Basset. Au-delà du pardon

Invitation à entendre l’infinie Sollicitude derrière ce premier et essentiel conseil d’ami : « au jour où », c’est-à-dire « chaque fois que » tu prononces un jugement absolu et définitif sur autrui – il est Bon, il est Mauvais -, chaque fois que tu crois connaître le Bien et le Mal comme on possède l’aliment que l’on a avalé, tu te perds toi-même. En consommant autrui Bon et en détruisant autrui Mauvais, tu t’enfermes dans un monde de choses : parce que ta connaissance « objective » fait d’autrui un « objet », tu n’es plus en relation avec des personnes… et, n’ayant plus de vis-à-vis, tu te perds toi-même en tant que personne.
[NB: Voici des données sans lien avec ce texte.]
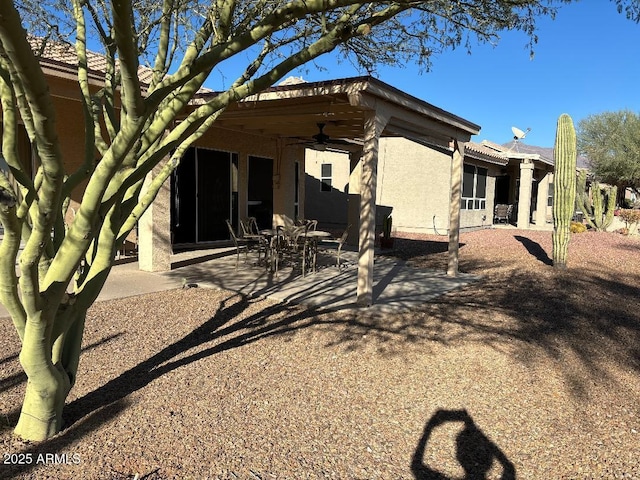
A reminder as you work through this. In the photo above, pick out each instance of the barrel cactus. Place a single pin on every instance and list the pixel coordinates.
(564, 192)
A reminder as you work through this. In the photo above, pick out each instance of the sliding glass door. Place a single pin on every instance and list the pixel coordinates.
(204, 193)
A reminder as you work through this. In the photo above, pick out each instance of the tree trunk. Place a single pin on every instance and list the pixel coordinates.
(51, 368)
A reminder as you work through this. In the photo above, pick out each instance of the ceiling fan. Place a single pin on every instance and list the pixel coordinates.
(322, 141)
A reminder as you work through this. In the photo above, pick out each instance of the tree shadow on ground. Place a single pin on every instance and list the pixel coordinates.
(475, 452)
(535, 249)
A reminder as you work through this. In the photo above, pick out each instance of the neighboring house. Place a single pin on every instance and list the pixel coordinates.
(526, 182)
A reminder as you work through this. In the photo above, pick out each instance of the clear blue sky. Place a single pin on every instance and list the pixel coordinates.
(586, 62)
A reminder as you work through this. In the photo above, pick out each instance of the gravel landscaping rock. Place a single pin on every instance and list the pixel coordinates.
(529, 373)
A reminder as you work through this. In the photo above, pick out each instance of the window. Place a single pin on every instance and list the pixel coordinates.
(325, 177)
(474, 188)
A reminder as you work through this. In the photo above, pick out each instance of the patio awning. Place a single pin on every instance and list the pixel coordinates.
(358, 111)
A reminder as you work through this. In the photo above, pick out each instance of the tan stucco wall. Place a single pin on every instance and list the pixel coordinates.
(330, 208)
(413, 181)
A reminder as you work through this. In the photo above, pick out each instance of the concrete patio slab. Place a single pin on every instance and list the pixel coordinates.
(397, 286)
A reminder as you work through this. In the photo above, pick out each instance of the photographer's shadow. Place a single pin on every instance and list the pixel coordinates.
(475, 453)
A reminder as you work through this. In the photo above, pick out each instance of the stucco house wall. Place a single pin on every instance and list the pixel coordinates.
(415, 181)
(328, 207)
(414, 184)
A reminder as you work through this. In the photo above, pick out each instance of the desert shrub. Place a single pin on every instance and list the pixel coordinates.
(577, 227)
(630, 217)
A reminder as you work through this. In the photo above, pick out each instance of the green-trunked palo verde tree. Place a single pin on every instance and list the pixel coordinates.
(130, 127)
(564, 188)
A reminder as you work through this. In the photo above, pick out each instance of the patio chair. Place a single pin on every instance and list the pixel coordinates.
(288, 244)
(310, 224)
(339, 242)
(502, 212)
(253, 238)
(238, 242)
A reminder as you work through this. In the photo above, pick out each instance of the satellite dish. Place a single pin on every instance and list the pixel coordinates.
(519, 134)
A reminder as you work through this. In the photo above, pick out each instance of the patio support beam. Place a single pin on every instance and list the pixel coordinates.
(374, 124)
(154, 230)
(353, 200)
(457, 163)
(524, 195)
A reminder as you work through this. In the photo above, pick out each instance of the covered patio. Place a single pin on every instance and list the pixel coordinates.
(397, 287)
(357, 112)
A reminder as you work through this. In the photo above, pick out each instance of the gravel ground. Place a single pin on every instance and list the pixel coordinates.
(530, 373)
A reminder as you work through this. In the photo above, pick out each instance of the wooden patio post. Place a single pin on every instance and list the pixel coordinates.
(154, 230)
(373, 126)
(454, 207)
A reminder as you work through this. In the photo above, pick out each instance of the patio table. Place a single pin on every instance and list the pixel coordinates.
(309, 246)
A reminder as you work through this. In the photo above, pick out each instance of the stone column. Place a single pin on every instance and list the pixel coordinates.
(524, 196)
(541, 205)
(457, 163)
(154, 230)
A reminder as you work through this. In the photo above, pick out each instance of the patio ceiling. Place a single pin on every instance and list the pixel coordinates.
(293, 112)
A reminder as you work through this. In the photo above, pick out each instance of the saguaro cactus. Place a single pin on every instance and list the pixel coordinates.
(564, 191)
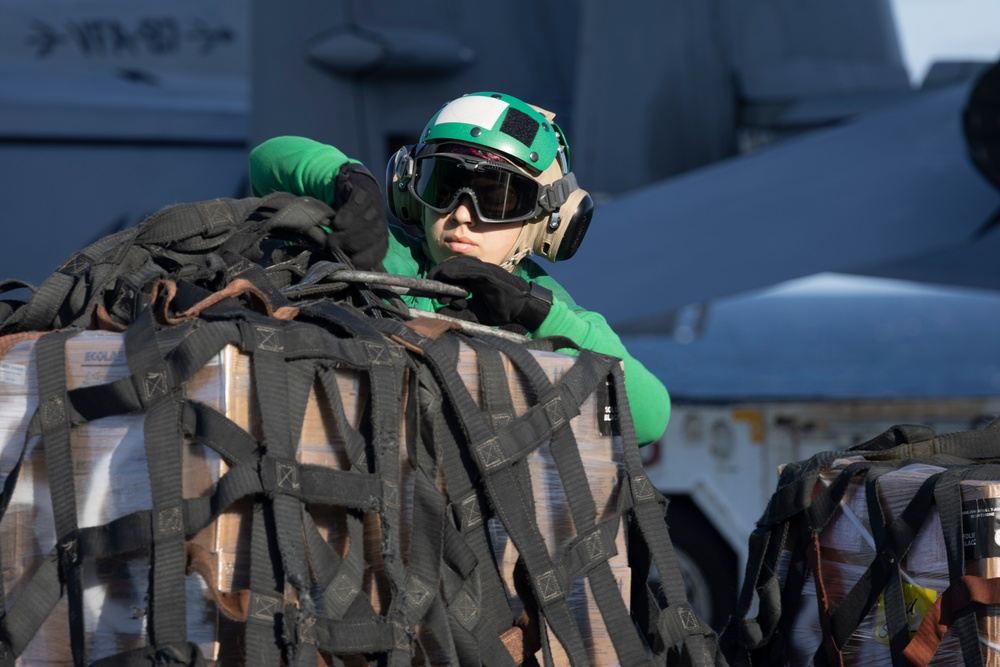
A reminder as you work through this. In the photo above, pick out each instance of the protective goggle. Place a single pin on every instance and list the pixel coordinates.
(499, 193)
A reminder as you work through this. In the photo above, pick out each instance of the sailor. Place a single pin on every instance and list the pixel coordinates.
(487, 186)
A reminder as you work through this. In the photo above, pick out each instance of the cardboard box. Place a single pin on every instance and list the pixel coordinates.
(112, 481)
(847, 548)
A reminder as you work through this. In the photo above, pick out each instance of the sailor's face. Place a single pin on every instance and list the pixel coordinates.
(462, 233)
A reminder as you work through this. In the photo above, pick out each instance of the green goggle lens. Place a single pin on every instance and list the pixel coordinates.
(499, 193)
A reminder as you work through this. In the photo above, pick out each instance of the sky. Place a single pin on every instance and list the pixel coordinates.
(946, 30)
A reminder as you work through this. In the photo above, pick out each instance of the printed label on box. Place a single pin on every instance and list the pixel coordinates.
(916, 599)
(11, 373)
(981, 528)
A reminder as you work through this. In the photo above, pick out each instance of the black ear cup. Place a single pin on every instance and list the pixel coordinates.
(560, 236)
(578, 221)
(398, 173)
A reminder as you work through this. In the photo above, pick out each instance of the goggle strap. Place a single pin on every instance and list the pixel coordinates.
(555, 195)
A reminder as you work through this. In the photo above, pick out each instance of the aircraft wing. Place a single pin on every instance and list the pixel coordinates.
(885, 189)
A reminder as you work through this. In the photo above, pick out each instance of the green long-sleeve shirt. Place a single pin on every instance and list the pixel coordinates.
(308, 168)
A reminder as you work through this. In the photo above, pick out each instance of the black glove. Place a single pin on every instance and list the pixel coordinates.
(359, 227)
(498, 297)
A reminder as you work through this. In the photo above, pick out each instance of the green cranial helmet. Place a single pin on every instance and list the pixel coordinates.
(554, 221)
(498, 123)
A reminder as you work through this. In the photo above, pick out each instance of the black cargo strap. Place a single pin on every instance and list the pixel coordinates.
(678, 622)
(588, 554)
(962, 455)
(475, 597)
(496, 456)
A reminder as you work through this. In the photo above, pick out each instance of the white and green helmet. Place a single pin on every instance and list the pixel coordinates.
(527, 137)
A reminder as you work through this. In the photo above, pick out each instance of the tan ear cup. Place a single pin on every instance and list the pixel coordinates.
(562, 241)
(401, 203)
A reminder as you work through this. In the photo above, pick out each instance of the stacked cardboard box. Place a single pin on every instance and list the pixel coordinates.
(112, 481)
(847, 548)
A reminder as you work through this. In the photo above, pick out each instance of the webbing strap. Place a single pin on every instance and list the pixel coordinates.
(678, 621)
(959, 600)
(263, 637)
(479, 608)
(895, 605)
(163, 444)
(50, 354)
(274, 390)
(519, 523)
(598, 545)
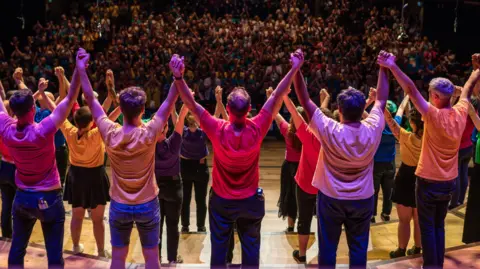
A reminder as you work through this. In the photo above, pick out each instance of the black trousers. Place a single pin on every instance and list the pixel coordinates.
(433, 198)
(170, 198)
(248, 215)
(8, 190)
(384, 177)
(194, 174)
(306, 208)
(355, 215)
(61, 156)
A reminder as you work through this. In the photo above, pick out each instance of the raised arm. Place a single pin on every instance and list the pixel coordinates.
(42, 86)
(392, 124)
(60, 113)
(92, 102)
(405, 82)
(178, 68)
(274, 103)
(473, 79)
(403, 106)
(324, 98)
(297, 118)
(180, 123)
(302, 94)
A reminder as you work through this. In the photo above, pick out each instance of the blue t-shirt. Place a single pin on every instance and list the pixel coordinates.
(386, 150)
(42, 114)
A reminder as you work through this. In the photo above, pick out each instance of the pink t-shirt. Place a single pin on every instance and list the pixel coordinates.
(291, 154)
(235, 172)
(345, 163)
(308, 159)
(33, 151)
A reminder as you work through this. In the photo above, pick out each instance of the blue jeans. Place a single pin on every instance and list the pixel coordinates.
(432, 204)
(355, 215)
(464, 156)
(25, 214)
(248, 214)
(147, 218)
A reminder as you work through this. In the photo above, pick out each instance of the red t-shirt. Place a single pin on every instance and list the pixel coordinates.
(308, 159)
(466, 140)
(235, 172)
(6, 156)
(291, 154)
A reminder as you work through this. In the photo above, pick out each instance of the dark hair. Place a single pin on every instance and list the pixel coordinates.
(21, 102)
(83, 117)
(351, 102)
(132, 102)
(291, 134)
(239, 101)
(415, 116)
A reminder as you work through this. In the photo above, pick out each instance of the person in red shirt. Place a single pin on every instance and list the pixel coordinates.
(235, 196)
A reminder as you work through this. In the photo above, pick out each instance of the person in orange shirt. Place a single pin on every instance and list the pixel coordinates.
(133, 187)
(438, 164)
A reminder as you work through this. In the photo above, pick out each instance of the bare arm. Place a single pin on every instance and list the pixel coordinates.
(403, 106)
(297, 118)
(180, 123)
(274, 103)
(392, 124)
(60, 113)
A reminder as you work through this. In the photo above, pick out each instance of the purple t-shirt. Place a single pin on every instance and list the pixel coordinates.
(167, 156)
(194, 146)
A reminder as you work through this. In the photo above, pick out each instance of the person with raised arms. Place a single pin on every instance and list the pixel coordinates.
(344, 172)
(235, 196)
(133, 187)
(437, 168)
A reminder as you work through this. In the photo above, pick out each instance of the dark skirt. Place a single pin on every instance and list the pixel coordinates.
(404, 188)
(471, 228)
(87, 187)
(287, 203)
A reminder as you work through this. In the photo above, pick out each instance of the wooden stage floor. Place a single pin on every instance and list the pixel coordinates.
(276, 248)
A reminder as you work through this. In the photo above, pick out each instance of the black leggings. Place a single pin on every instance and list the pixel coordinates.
(306, 203)
(8, 190)
(194, 174)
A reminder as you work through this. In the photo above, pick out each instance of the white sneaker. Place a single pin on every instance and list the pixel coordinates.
(78, 249)
(105, 254)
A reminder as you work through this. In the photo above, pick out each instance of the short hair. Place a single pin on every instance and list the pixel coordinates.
(83, 117)
(443, 86)
(132, 102)
(351, 102)
(239, 101)
(21, 102)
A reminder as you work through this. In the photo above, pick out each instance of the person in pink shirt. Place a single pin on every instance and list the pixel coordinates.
(437, 168)
(344, 171)
(287, 202)
(235, 196)
(39, 193)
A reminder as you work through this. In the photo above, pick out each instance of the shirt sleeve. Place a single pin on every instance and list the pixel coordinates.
(209, 124)
(105, 127)
(263, 121)
(283, 128)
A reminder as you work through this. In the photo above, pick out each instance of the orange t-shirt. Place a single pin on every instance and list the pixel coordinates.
(441, 141)
(132, 158)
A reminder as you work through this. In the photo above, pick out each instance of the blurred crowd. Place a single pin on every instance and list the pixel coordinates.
(230, 43)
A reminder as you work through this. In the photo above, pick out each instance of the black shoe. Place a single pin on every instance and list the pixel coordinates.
(298, 258)
(414, 250)
(178, 260)
(400, 252)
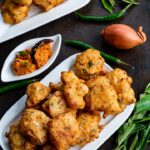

N’ai-je pas maintes fois constaté moi-même que c’est l’impasse ? La vie perd toute saveur, c’est la mort des relations. L’autre ne présente plus aucun intérêt, puisque je le « connais » de A jusqu’à Z. L’autre – donc la vie dans son surgissement imprévisible – ne peut plus me surprendre puisque je sais déjà tout sur autrui… et sur moi-même par la même occasion. En regardant de près « l’arbre de vie », je m’aperçois alors que c’est l’arbre « des vivants » (l’hébreu a ici un pluriel d’intensité pour dire « la vie ») : plus personne n’est vivant, ni moi ni mon entourage, « le jour où je mange » « c’est-à-dire détruit) l’altérité. Chaque fois que je refuse à autrui d’être autre, irréductiblement autre, c’est-à-dire inassimilable, j’empêche l’arbre de vie de nous nourrir tous de sa sève.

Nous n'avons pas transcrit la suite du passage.